I run OpenCode from within WSL — specifically wsl -d kali-linux — rather than from Windows directly. OpenCode’s Linux install is cleaner. Node, npm, and the shell utilities it depends on behave more naturally in Linux than on Windows. The model stays on Windows where the GPU is. OpenCode lives in Linux where the terminal is better.
To start a session:
bash
wsl -d kali-linux opencode
Then /model to confirm you are connected to the right instance.
Phase 7: Daily Use
Once it is running, the workflow is simple.
- Double-click
start_35b.bat - Wait for “llama server listening”
- Open PowerShell and drop into Kali:
wsl -d kali-linux - Run
opencode(oroc.shif using the auto-detect script) - Run
/modelto confirm the model is connected
Monitoring VRAM
nvidia-smi -l 1 works but takes up a full terminal window.

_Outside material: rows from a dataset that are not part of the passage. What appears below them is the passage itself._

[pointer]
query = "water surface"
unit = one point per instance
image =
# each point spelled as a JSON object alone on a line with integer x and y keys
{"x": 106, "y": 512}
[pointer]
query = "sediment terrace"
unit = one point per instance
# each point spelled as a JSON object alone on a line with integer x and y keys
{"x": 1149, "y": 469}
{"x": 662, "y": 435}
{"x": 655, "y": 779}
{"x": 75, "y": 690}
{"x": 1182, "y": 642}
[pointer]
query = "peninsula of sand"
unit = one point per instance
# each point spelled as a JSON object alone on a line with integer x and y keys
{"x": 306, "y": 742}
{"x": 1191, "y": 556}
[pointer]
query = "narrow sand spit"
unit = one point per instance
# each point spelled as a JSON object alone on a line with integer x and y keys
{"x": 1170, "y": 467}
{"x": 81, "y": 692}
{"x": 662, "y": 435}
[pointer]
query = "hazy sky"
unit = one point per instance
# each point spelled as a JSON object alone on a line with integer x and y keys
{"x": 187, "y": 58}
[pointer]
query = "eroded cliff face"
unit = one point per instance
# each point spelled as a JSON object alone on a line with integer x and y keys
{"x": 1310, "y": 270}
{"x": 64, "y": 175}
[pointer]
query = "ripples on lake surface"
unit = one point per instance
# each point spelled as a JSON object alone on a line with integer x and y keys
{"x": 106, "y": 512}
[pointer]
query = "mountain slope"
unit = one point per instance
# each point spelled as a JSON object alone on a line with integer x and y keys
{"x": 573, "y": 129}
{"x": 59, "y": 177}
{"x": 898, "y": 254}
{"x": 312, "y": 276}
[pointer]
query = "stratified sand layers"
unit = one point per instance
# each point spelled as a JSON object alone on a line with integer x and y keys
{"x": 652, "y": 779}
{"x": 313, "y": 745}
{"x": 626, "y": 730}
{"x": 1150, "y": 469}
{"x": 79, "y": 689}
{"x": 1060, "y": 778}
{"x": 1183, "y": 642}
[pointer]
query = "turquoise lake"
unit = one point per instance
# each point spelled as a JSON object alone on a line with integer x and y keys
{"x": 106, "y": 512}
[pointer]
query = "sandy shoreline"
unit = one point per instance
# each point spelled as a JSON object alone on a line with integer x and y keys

Two better options:
nvitop — htop-style GPU monitor. Install once, run anywhere:
cmd
pip install nvitop nvitop
Shows VRAM, utilization, temperature, and running processes in a compact layout. This is the one to keep open in a corner.
Task Manager — zero setup. Ctrl+Shift+Esc → Performance → GPU. Shows dedicated GPU memory in a small, resizable window you can pin to a corner without occupying a terminal.
At Recipe 1 settings, expect to see around 16GB in use. If you are consistently sitting above 22GB, drop VAL_TYPE to q4_0 in the .bat file and restart.
Performance at a Glance
| Setting | Context | VRAM | Speed | KV Cache |
|---|---|---|---|---|
| Recipe 1 | 262K | ~16GB | ~111 tok/s | 2.7 GB |
| Recipe 2 | 262K | ~14GB | ~111 tok/s | ~1.8 GB |
| Recipe 3 | 64K | ~13GB | ~115 tok/s | 0.7 GB |
The KV cache numbers reflect the MoE advantage: only 10 of the model’s 40 layers are attention layers. The rest use a fixed-size recurrent state that does not grow with context.
Troubleshooting
| Problem | Fix |
|---|---|
Model not appearing in /model | Check model ID with curl http://<host-ip>:1234/v1/models |
| OpenCode not connecting | Re-check host IP via cat /etc/resolv.conf — it changes on restart |
| Out of memory | Reduce CONTEXT or drop VAL_TYPE to q4_0 |
| Slow generation | Increase BATCH_SIZE |
| Poor quality responses | Switch from q4_0 to q8_0 KV |
| OpenCode tool calls failing | Ensure --jinja flag is present in the .bat file |
q6_0 KV type not accepted | Not supported — use q5_0 or q5_1 instead |
You’re Ready
Start with Recipe 1. Monitor your VRAM. The 35B MoE is your only model and it is the right one. It’s smaller than the dense alternatives, faster, better at coding tasks, and comfortable at full 262K context on a 3090.
Not One Spinning Plate Dropped
This is not a single-click solution. You are managing multiple moving parts: compiling a specialized server, starting it before each session, and being comfortable enough in the terminal to navigate a few shell commands. There are enough plates spinning that it shouldn’t work, and yet it does. A local model that ranks with the best subscription offerings a few months ago, running on hardware you own, with a context window that holds entire codebases.
And it’s only going to get better from here.